Parece muy preocupada de que el beso le arruine el lápiz de labios. Me la llevo hasta la sala donde había hecho la apuesta, ahí empezamos a agarrar y siento como que los labios se pegan (¿pegote del labial?). Sin embargo, con lentitud y suavidad, todo mejora.
14 de agosto
Alguien cierra la puerta de vidrio cuando yo estoy llegando. Me ha visto, igual la ha cerrado. Le grito todo tipo de insultos: «maricón, etc».
Pienso, dentro del sueño, que no puedo ser grosero. Así que le grito «¡Disfuncional!».

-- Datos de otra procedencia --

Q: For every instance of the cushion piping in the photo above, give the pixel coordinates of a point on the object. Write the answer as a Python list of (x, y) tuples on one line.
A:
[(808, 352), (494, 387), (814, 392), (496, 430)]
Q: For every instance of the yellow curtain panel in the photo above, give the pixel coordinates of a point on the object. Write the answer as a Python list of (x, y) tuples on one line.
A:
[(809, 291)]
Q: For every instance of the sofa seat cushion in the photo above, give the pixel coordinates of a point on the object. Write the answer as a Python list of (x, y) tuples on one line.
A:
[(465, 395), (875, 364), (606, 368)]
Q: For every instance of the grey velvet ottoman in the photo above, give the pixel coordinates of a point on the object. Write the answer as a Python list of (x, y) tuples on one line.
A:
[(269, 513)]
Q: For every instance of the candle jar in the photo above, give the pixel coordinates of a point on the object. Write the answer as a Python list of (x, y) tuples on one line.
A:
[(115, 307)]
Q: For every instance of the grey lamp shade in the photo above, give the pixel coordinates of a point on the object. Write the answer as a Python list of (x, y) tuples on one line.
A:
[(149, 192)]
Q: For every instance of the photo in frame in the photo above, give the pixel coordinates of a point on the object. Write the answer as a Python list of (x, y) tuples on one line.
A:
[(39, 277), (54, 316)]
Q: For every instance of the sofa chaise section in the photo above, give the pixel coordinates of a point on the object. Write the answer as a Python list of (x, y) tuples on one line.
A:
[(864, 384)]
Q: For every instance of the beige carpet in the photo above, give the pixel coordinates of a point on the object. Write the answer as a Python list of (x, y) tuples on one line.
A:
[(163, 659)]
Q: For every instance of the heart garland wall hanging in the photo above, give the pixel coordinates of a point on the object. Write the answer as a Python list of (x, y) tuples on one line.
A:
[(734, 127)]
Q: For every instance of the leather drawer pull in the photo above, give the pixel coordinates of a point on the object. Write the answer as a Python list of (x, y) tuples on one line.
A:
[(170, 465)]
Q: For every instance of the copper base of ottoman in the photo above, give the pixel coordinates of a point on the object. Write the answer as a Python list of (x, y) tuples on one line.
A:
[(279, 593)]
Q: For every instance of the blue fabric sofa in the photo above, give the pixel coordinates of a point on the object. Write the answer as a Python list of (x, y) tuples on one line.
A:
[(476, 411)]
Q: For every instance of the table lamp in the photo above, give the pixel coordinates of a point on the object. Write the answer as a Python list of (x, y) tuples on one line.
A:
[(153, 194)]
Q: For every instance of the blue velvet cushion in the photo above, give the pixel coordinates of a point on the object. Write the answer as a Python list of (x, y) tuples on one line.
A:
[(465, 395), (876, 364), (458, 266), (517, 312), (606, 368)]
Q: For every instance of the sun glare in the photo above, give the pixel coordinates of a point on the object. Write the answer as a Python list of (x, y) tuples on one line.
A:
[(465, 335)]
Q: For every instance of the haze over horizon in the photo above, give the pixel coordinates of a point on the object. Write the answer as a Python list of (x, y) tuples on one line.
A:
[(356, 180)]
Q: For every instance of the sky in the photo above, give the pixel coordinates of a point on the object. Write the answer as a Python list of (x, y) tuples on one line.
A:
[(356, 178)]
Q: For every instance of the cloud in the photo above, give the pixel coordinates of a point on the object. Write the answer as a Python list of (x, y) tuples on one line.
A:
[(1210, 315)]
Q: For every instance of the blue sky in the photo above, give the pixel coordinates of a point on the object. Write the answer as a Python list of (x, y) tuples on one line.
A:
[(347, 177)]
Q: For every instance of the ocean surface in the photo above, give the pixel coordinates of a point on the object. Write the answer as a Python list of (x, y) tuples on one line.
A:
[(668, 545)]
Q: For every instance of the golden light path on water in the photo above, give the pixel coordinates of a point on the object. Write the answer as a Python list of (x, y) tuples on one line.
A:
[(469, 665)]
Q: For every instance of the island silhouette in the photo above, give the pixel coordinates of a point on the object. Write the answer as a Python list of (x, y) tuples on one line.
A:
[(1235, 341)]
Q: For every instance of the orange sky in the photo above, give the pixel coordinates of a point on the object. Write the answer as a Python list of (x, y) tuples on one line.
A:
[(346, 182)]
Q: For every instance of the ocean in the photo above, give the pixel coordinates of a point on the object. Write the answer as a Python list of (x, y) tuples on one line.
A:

Nicolás ha estado en una fiesta y me río de que al poco rato de dejarlo en esa casa, en el teléfono me anuncian que la dueña de casa se ha quedado dormida: «María Félix se ha quedado dormida», anuncian.
20 de agosto
Estoy en un departamento cerca de la universidad.
Me acuesto frente a la ventana y me doy cuenta que me pueden ver calato. Me acuesto al borde de la otra cama y pronto me doy cuenta que estoy echado al lado de la novia flaca de Yoveiri (el Flaco), el chico dominicano que estacionaba autos conmigo en Knollwood.
Parece que ella se va a despertar. Por encima de su hombro veo, afuera, a un grupo de jóvenes drogadictos, tatuados, que viven entre la basura.
Parece no haber distinción entre el dentro y afuera, como si no nos separaran paredes. Eso me asusta. Me hace temer que me descubran mirándolos y que se establezca una conexión más privada con ellos. Me da miedo que sepan quién soy. Tengo miedo que me roben.
Mientras Yoveiry se ha ido a trabajar, no le ha importado dejarme acostado al lado de la niña trigueña y larguirucha acostada en la cama, cuya piel rozo. A ella parece no importarle que nos toquemos tanto.
2 de septiembre
“Luces i luces hacen luces”. Pequeño poema en letra corrida y lapicero azul en un papel de cuaderno, tratando de convencer a C. de que tenemos que quedarnos juntos. Estamos en el auto, estacionados en algún lado de Bogotá, y trato de decirle que sigamos hacia otro sitio, en California y empecemos los dos de nuevo.
Estamos en un auto, abro la puerta de atrás del piloto y se caen varios zapatitos. Me tengo que bajar a recoger los zapatos de los niños. A ella se le nota muy confundida.
7 de septiembre
Estoy en el barrio de Los Ingenieros, en Lima. Voy a la casa de los Kalinowski y me sirven un vasito de un jugo con vegetales. Descubro que mi meñique se ha caído, podrido, pareciera que contaminado por el brebaje. Cuento 4 dedos y me parece ver parte de la mano infectada. Observo extático mi dedo putrefacto.
De algún modo llego a una fiesta, pareciera que en la casa de los Durojeanni. Entre la mucha gente que baila veo la parte superior de la cabeza de Diego, muy joven, su cabello muy rubio. También me parece ver entre la gente al tío Marc. Llamo la atención (grito). Se forma un pequeño tumulto, aparece la tía Chela y le enseño mis manos.
Ante mi sorpresa, no sólo está ahí otra vez mi dedo podrido, ahora sano y lozano, sino que mis manos tienen 7 y 9 dedos cada una.
Me observo, los veo observarme: esas manos de monstruo del espacio.